The Bank of England decides on interest rates at 0800. The consensus expectation is for the BoE to raise its benchmark rate to 0.75% from 0.5%, so the same quarter-rate increase as the Fed announced yesterday. The BoE is ahead of the Fed though because the BoE started its interest-rate hiking at its last meeting a month ago with an initial 25 basis point increase.

Then we have the U.S. census bureau release its new residential construction data for January, at 0830. This consists of a couple of metrics, the most important of which are building permits and housing starts. These are the leading indicators for the U.S. real estate market, which is very much the leading engine of global economic growth. If Americans are buying homes, it means they have cash and risk appetite, which means they will be buying other things besides homes (in addition to stuff to furnish these homes). This means factories in China and elsewhere can produce more stuff, which means they have to import more raw materials from commodities exporters. Seen this way, building permits and housing starts are one of the leading indicators for the global economy.
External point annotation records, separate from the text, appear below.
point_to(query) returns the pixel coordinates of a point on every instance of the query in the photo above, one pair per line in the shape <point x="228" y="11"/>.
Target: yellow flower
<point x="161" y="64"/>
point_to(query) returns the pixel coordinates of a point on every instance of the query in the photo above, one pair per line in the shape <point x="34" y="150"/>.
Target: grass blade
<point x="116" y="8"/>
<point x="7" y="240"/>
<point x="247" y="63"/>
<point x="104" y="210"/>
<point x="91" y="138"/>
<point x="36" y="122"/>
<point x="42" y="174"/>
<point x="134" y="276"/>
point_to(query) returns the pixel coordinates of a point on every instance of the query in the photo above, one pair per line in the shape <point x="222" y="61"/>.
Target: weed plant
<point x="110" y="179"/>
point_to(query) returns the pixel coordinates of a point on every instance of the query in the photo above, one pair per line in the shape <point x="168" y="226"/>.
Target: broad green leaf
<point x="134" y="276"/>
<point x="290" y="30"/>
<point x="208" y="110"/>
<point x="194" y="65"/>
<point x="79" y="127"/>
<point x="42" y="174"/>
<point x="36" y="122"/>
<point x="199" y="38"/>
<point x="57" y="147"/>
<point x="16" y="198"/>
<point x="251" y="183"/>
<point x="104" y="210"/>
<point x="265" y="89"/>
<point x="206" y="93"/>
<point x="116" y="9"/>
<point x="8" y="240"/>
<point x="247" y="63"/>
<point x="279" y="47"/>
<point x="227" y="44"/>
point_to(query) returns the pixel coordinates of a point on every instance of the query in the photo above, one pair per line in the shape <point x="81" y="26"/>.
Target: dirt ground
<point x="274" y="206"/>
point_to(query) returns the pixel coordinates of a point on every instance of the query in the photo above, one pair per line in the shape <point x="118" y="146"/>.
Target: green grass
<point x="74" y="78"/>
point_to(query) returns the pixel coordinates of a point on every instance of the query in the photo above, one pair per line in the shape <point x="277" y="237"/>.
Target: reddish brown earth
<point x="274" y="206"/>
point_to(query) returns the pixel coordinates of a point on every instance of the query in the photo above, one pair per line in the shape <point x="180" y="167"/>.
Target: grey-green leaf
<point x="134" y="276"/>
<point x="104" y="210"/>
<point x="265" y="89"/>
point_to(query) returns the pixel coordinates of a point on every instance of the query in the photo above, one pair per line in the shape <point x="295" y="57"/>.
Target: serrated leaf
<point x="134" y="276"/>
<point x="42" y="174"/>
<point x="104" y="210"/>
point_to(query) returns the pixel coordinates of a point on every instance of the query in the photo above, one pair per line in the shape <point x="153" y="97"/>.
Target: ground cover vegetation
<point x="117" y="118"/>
Economists expect 1.85 million new permits for February, down a bit from the 1.9 million seen in January. Housing starts for the month are expected to have increased a bit, to 1.69 million from 1.64 million. Last month saw both metrics come in at pretty low levels. There may have been a seasonal element for this, but it’s worth watching to see how it prints.

Seeing how it’s Thursday we will also have initial jobless claims out at the same time. Economists expect 220,000 new claims, down a bit from the 227,000 seen last week.

U.S. industrial and manufacturing production is out at 0915. The forecast here is for month-over-month increases of 0.5% and 0.6%, respectively. The year-over-year figure is probably more telling, but there is no survey for that one.

Earnings

Warby Parker (WRBY) and Dollar General (DG) report before the open at 0930. After the close at 1600 we’ll hear from FedEx (FDX) and GameStop (GME).

The Bottom Line

There’s a lot going on, but any uncertainty of Fed policy should be removed by now — until market forces lead Powell & Co. to change their hand again. The rally we’ve seen in stocks this week is a mystery to many. Maybe it is just short-covering, as our guest last week surmised.

One would think investors may be shrugging off Russia-Ukraine too quickly, only because these peace negotiations take time and involve many steps back as well as forward. Reports of progress are great, but the devil is in the details and the situation on the ground remains perilous.

One thing that’s certain is these events have forced humility on market prognosticators. A reminder of how important it is to keep the contrarian view in mind, even if one doesn’t always act on it.